Bit/Byte Manipulations in C

[era86]

Greetings!

I have a quick question that seems a bit difficult to google, or maybe I didn't try hard enough. Anyway, I want to know what happens if I have an unsigned short pointer (u16) and increment it on a unsigned char (u8) buffer.

For example:

PHP Code:

unsigned short * num;
unsigned char buf[1024];
num = buf;
num++; 


Does this increment a whole 2 bytes? Would I go from byte 0 to byte 2?

Thanks in advance!

[movieman]

Does this increment a whole 2 bytes? Would I go from byte 0 to byte 2?

Yes.

[era86]

Sweet. And...

When I cast a u16 to a u8, which bits are cut out of it? For example:

PHP Code:

u16 var16 = 0x00FF;
u8 var8 = (u8)var16; 


Do I get the 0x00 or the 0xFF?

[dwhitney67]

era86

Would it kill you to write a 10 line program to figure this out on your own?

If you have a 16-bit value, why don't you tell me which portion of it you want to assign to your 8-bit value... do you want to MSB or the LSB? Depending on what you want, then assign your 8-bit value appropriately, without performing a "lame" cast. For example:

Code:

#include <stdint.h>
...
uint16_t two_bytes     = 0xDEAD;
uint8_t  one_byte_LSB  = two_bytes & 0xFF;             // obtains the LSB
uint8_t  one_byte_MSB  = (two_bytes & 0xFF00) >> 8;    // obtains the MSB

P.S.
MSB = Most Significant Byte
LSB = Least Significant Byte

P.S.S.

Code:

#include <stdint.h>
#include <assert.h>

int main()
{
  uint16_t value = 0xDEAD;
  assert((uint8_t)value == 0xAD);
}

[uljanow]

Sweet. And...

When I cast a u16 to a u8, which bits are cut out of it? For example:

PHP Code:

u16 var16 = 0x00FF;
u8 var8 = (u8)var16; 


Do I get the 0x00 or the 0xFF?

That depends on the endianness of the machine.

[movieman]

That depends on the endianness of the machine.

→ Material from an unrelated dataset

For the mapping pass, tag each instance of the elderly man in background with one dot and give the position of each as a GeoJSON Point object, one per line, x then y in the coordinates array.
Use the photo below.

No, you'll always get the low byte if you cast a u16 value to u8.

I think you're confusing it with casting pointers, where the value of the byte at the address the u16 pointer pointed to would depend on the endianness.

i.e.

u16 foo
u8* bar = (u8 *) &foo;

*bar could be either high or low byte depending on the machine.

[era86]

era86

Would it kill you to write a 10 line program to figure this out on your own?

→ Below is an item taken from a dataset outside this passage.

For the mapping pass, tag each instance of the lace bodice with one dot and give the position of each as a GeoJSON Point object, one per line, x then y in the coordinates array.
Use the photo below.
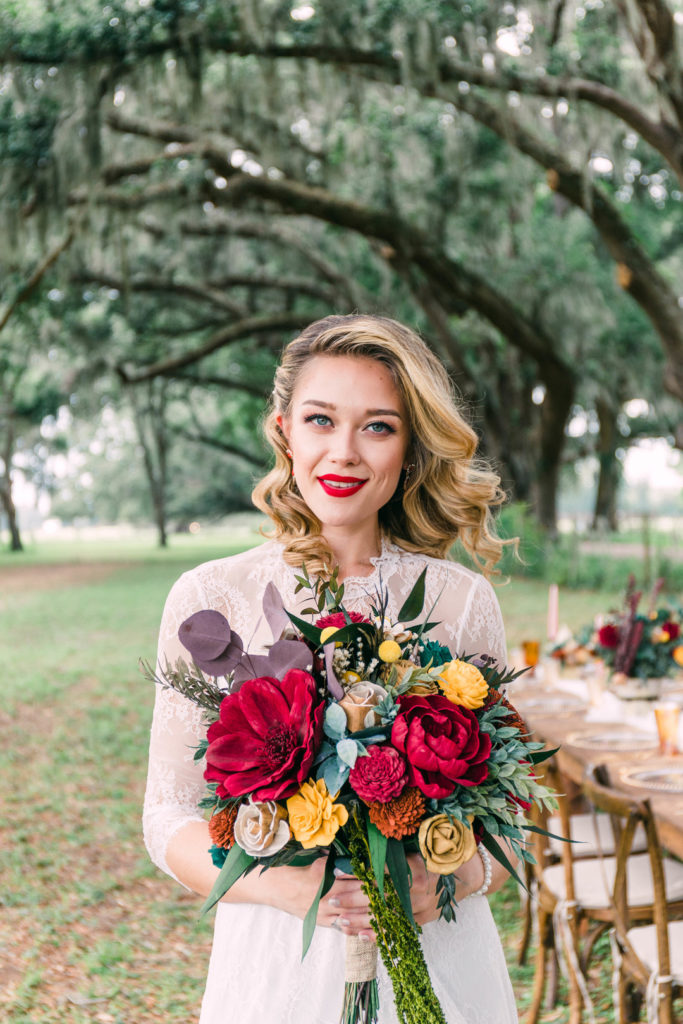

If you have a 16-bit value, why don't you tell me which portion of it you want to assign to your 8-bit value... do you want to MSB or the LSB? Depending on what you want, then assign your 8-bit value appropriately, without performing a "lame" cast. For example:

Code:

#include <stdint.h>
...
uint16_t two_bytes     = 0xDEAD;
uint8_t  one_byte_LSB  = two_bytes & 0xFF;             // obtains the LSB
uint8_t  one_byte_MSB  = (two_bytes & 0xFF00) >> 8;    // obtains the MSB

P.S.
MSB = Most Significant Byte
LSB = Least Significant Byte

P.S.S.

Code:

#include <stdint.h>
#include <assert.h>

int main()
{
  uint16_t value = 0xDEAD;
  assert((uint8_t)value == 0xAD);
}

Thank you for your help. I thought someone might know on the top of their head, so I didn't bother to think if it would kill me to write a quick program. If it makes you feel better, I had figured this out on my own either way doing some very similar bit operations myself.

No, you'll always get the low byte if you cast a u16 value to u8.

I think you're confusing it with casting pointers, where the value of the byte at the address the u16 pointer pointed to would depend on the endianness.

i.e.

u16 foo
u8* bar = (u8 *) &foo;

*bar could be either high or low byte depending on the machine.

Hmmm. I might look into this. I'm getting errors in my code and I do this alot. I'm guessing this is not good practice?